New York Yankees vs. Brooklyn Dodgers
Game 4, 1941 World Series
Ebbets Field, Brooklyn, NY
October 5, 1941
In the top of the ninth inning, the Dodgers held a 4-3 lead, there were two outs, and two strikes on the Yankees’ last hope, Tommy Henrich (“Old Reliable,” as Yankee announcer Mel Allen called him). Henrich swung and missed a Hugh Casey screwball for strike three, and seemingly the game was over, and the Dodgers had tied the series at two games apiece. But disaster struck. The pitch eluded catcher, Mickey Owen, and rolled to the screen, allowing Henrich to reach first base. Then, in succession, DiMaggio singled; Charlie Keller doubled; Bill Dickey walked, and Joe Gordon doubled, and the Yankees won, 7-4.
According to my mother, she, a rabid Yankee fan, upon listening to these events on the radio at home in New Rochelle NY, became so excited she went into labor.
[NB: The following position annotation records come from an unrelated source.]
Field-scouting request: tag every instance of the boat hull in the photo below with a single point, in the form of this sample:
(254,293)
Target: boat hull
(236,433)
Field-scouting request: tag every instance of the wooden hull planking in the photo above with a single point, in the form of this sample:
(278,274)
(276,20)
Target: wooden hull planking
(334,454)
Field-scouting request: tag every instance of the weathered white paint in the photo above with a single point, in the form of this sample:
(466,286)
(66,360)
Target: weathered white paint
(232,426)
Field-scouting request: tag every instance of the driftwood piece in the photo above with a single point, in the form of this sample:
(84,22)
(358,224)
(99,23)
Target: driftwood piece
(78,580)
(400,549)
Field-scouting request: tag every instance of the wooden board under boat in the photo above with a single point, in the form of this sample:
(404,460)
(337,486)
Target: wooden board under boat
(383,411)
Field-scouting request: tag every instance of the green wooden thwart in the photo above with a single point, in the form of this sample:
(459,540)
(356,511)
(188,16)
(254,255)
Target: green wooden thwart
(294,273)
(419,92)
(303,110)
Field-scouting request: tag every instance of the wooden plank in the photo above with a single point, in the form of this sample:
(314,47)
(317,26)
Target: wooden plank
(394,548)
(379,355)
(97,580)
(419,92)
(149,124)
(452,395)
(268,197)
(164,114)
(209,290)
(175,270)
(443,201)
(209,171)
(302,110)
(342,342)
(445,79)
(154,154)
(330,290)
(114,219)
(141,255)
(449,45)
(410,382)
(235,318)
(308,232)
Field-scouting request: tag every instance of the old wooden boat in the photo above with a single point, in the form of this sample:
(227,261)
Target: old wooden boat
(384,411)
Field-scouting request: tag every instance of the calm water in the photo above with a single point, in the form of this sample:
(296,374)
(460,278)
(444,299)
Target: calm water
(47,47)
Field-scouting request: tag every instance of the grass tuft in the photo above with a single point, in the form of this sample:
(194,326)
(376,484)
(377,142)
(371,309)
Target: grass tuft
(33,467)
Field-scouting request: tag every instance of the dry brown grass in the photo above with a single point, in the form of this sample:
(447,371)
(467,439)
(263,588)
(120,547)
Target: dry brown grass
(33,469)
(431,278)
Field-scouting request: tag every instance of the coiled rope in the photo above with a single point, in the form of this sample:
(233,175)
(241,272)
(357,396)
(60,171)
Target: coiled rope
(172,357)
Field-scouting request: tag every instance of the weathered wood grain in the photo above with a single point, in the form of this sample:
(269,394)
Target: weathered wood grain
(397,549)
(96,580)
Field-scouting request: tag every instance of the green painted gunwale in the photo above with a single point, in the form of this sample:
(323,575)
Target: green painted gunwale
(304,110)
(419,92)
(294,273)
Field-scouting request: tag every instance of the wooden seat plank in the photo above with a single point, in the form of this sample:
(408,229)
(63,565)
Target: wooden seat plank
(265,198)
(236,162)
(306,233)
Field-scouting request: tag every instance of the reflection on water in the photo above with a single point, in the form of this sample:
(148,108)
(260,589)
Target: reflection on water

After an 18-mile drive to the hospital in my mother’s hometown, and where three generations of her family had been born, and several dents pounded into the passenger side door of the family Studebaker coupe by mom when the labor pains hit, I made my arrival in the early morning hours of October 6th.
The next afternoon, on the hottest October 6th on record for New York, in my first hours of life, the Yankees beat the Dodgers to win the Series, the first of the seven memorable encounters between these cross-town rivals that would define my first years of baseball fandom, and my fate was sealed: I would be a Yankee fan.